İKRAH (KORKUTMA) NEDENİYLE SÖZLEŞMENİN İPTALİ

İKRAH (KORKUTMA) NEDENİYLE SÖZLEŞMENİN İPTALİ

T.C.

Yargıtay

15. Hukuk Dairesi

2014/93 E.

2014/2987 K.

Mahkemesi     : ….. Bakırköy 7. Asliye Ticaret Mahkemesi

Tarihi   : 21.12.2012

Numarası        : 2011/647-2012/691

Yukarıda tarih ve numarası yazılı hükmün duruşmalı olarak temyizen tetkiki davacı vekili tarafından istenmiş olmakla duruşma için tayin edilen günde davacı vekili Avukat H. Ü. ile davalılar vekili Avukat Ş. K.geldi. Temyiz dilekçesinin süresi içinde verildiği anlaşıldıktan ve hazır bulunan taraflar avukatları dinlendikten sonra eksiklik nedeniyle mahalline iade edilen dosya ikmâl edilerek gelmiş olmakla dosyadaki kağıtlar okunduktan sonra işin gereği konuşulup düşünüldü:

Karar                                                                                        

Dava, 818 sayılı Borçlar Kanunu’nun 355 ve devamı maddelerinde düzenlenen eser sözleşmesinden kaynaklanan bakiye iş bedelinin tahsili istemine ilişkindir. Mahkemece davanın reddine karar verilmiş, karar davacı vekili tarafından temyiz edilmiştir.
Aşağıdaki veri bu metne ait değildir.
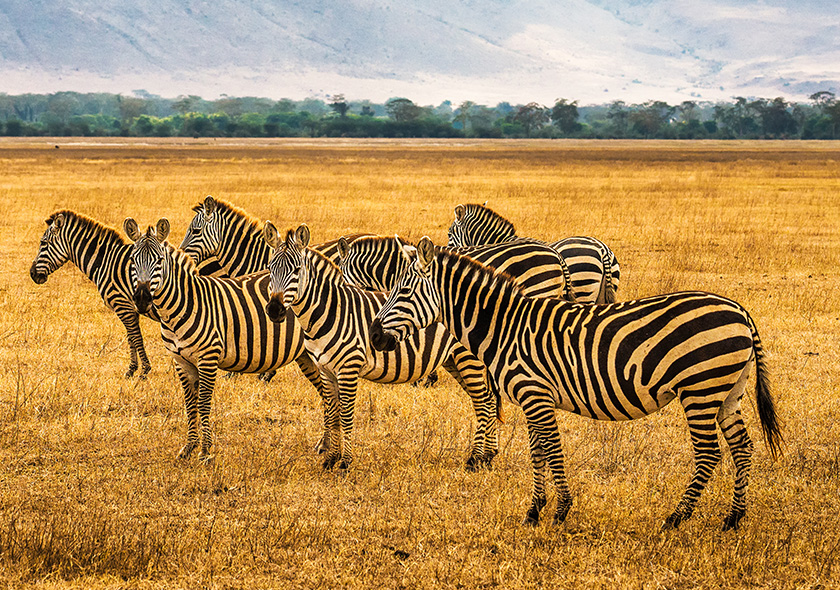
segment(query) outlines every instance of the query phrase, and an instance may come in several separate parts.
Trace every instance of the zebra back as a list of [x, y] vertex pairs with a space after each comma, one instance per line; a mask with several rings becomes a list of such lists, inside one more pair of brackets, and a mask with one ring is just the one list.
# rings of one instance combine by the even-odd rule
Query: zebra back
[[[449, 246], [497, 244], [516, 238], [513, 224], [484, 205], [455, 207], [449, 228]], [[570, 300], [580, 303], [613, 303], [621, 278], [615, 254], [602, 241], [573, 237], [549, 244], [565, 260], [571, 275]]]
[[[398, 236], [362, 237], [352, 243], [340, 242], [340, 266], [345, 280], [363, 289], [390, 291], [408, 264], [403, 254], [406, 245]], [[564, 299], [572, 296], [565, 261], [537, 240], [518, 239], [456, 251], [507, 273], [529, 296]]]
Taraflar arasında düzenlenen 08.06.2007 tarihli asıl ve 20.08.2007 tarihli ek sözleşmeler uyuşmazlık konusu değildir. Davacı taşeron, davalılar yüklenicidir. İş sahibi idare “Büyük İstanbul İçme Suyu II. Merhale Projesi Melen Sistemi km 69+284 km 103+134 arası İkmâl İnşaatı Hasarlı Kısımların Onarımı ve Yeşilçay Bağlantısı” işiyle ilgili hale açmıştır. Davalılar ihalenin “plaplanş, hendek kazısıyla bu kazıların depo yerine nakli, yataklama, boru montajı-kaynağı, gömleklemesi ve geri dolgusu” işini üstlenmiştir. 20.08.2007 tarihinde davalılar ile “Göksu ve Ağva nehirleri, nehir geçişleri ve boru döşeme işleri” ile ilgili ek sözleşme imzalanmıştır.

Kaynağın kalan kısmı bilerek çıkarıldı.